Each of these felt like a small detour at the time. Looking at them together, the pattern is the same: anytime we tried to encode a behavior in the prompt, drift broke it. Anytime we encoded the behavior in code or UI, it stuck.

What this is, and what it isn't

This isn't a marketplace. We're not curating which repos are "good." We're not building a paid extension store. There's no licensing layer between you and the open-source ecosystem.

It's a thin pipe: agent → ranked candidates → Docker sandbox → artifact → optional save. Every layer is read-only against GitHub. The trust boundary is the sandbox. The agent never runs arbitrary code on your host filesystem.

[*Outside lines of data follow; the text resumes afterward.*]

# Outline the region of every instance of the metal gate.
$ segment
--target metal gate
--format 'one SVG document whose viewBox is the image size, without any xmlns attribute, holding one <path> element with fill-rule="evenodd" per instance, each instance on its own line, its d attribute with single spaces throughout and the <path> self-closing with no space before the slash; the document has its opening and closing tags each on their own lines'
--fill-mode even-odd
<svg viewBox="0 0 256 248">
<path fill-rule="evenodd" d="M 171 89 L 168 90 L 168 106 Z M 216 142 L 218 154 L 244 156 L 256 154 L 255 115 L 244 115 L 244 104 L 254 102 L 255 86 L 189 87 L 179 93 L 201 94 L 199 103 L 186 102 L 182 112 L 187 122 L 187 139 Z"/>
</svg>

It's also opt-in. There's a toggle in /settings (default ON for now; we're watching how teams react). Flip it off and the entire surface vanishes — find_repo and use_repo come off your agents' tool list, the Capabilities nav entry disappears, the chat repo cards stop rendering. Same architectural principle: when behavior needs to be reliable, it lives in code, not in a prompt.

The deeper lesson

The thing I keep wanting to tell people who are building agent products:

The prompt is where you tell the agent what to consider. The UI is where you let the human decide. Anything that has to happen reliably belongs in code between them, not in either of those two.

We learned this writing four different versions of "before scaffolding, search for an existing tool" and watching the agent ignore each one. We finally believed it after we stopped editing the prompt and started shipping buttons.

The capability network is one application of that lesson. There will be more.